Les confins du monde – Aux confins de l’humanité ?

Les confins du monde n’est ni un récit historique, ni un film de guerre mais un film psychologique et métaphysique sur la guérilla du Tonkin. Dans ce long métrage présenté à la Quinzaine des Réalisateurs du festival de Cannes 2018, les retranchements filmés sont tant géographiques (la jungle indochinoise) que psychologiques (la psyché malade d’un soldat incarné par Gaspard Ulliel). Guillaume Nicloux nous invite à un voyage dont la destination est indéterminée. Serions-nous en route pour les confins de l’humanité ?

Indochine, 1945. Robert Tassen, jeune militaire français, est le seul survivant d’un massacre dans lequel son frère a péri sous ses yeux. Aveuglé par sa vengeance, Robert s’engage dans une quête solitaire et secrète à la recherche des assassins. Mais sa rencontre avec Maï, une jeune Indochinoise, va bouleverser ses croyances.

Dans nombre de papiers écrits sur Les confins du monde, il est fait un rapprochement entre ce film et Apocalypse now (1979). Outre que Guillaume Nicloux troque ici l’Indochine à un Vietnam au contexte spécifique, ce n’est guère faire grâce au cinéaste français que de comparer son film à la grandiloquence baroque formelle et narrative de Francis Ford Coppola. Comment peut-on « opposer » deux films diamétralement opposés et aux moyens financiers incomparables ? Comme son titre le suggère, Les confins du monde est aussi modeste et intime qu’Apocalypse now se montre ample et ampoulé.

L’emploi du hors-champ fait par le cinéaste ainsi que le minimalisme et l’épure des Confins du monde font bien plus penser à La 317ème section (1965) de Pierre Schoendoerffer. Si plus d’un demi-siècle les sépare, ces deux longs-métrages français n’en partagent pas moins la même déclinaison d’une guerre vue sous un angle attentiste sur les traces de militaires français, là où l’ennemi invisible reste toujours menaçant.

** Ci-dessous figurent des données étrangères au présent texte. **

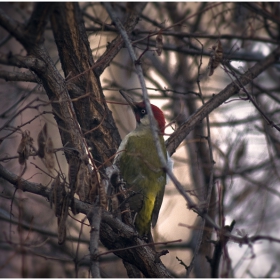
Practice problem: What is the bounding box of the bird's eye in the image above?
[141,109,146,114]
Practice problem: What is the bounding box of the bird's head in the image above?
[119,90,165,134]
[132,101,165,134]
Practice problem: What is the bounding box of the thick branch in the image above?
[0,8,25,46]
[0,53,45,71]
[0,5,103,173]
[94,3,147,76]
[100,218,172,278]
[88,206,102,278]
[50,3,121,170]
[24,3,53,48]
[0,69,38,83]
[0,4,53,51]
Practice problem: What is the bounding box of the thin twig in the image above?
[96,239,182,258]
[186,38,217,277]
[225,64,280,132]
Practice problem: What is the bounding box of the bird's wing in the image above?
[151,180,165,228]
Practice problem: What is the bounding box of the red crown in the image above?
[135,102,165,134]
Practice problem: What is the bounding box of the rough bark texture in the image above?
[50,3,121,172]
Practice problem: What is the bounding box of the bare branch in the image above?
[0,69,38,83]
[0,7,25,45]
[24,3,53,47]
[166,46,280,156]
[95,3,147,76]
[244,3,280,25]
[0,53,45,71]
[0,4,53,50]
[50,3,121,170]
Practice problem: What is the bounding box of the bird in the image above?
[113,97,167,240]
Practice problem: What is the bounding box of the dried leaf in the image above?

Plus encore, c’est avec les deux précédents films de Nicloux, Valley of love (2015, Un sommet d’interprétation) et The end (2016), que Les confins du monde semble former un triptyque. Celui de voyages métaphysiques et mentaux en des lieux naturels inhospitaliers pour autant de quêtes existentielles. Chaque fois, le cinéaste privilégie un cinéma sensoriel au fil d’une ligne narrative minimale, ici, la quête vengeresse à travers la jungle indochinoise moite, boueuse et souvent brumeuse d’un soldat français (Gaspard Ulliel) traumatisé par l’horreur de la guerre. Et chaque fois, le cinéaste convoque Gérard Depardieu, ici, malheureusement cantonné au rôle trop secondaire et accessoire d’un vieux sage philosophe.

Le film commence par une scène muette et ralentie que Nicloux prend le soin de rembobiner en fin de métrage. Cette séquence liminaire propose un premier regard caméra du personnage principal, d’autres suivront. La lenteur et l’épure de cette ouverture sont brutalement rompues par la violence visuelle et sonore d’une deuxième séquence au réalisme brut. Cet enchaînement est prémonitoire d’un film émaillé d’images chocs et cliniques mais non esthétisées sur les stigmates d’une guérilla maintenue dans le hors champ de la caméra.

Les confins du monde ne renferme en effet aucune séquence de guérilla. Fort d’un filmage sur pellicules et en scope anamorphique, Nicloux concentre son film sur l’essentiel. Sa mise en scène organique faite de longs plans fixes vise à imprégner le film de l’atmosphère poisseuse de la jungle. Elle vise aussi à faire cheminer dans un même mouvement ses spectateurs et son personnage principal, entre réalisme et hallucination. La photographie composée par David Ungaro et le montage soigné des images et de la musique participent pleinement à restituer une atmosphère qui semble bien être celle des confins de l’humanité.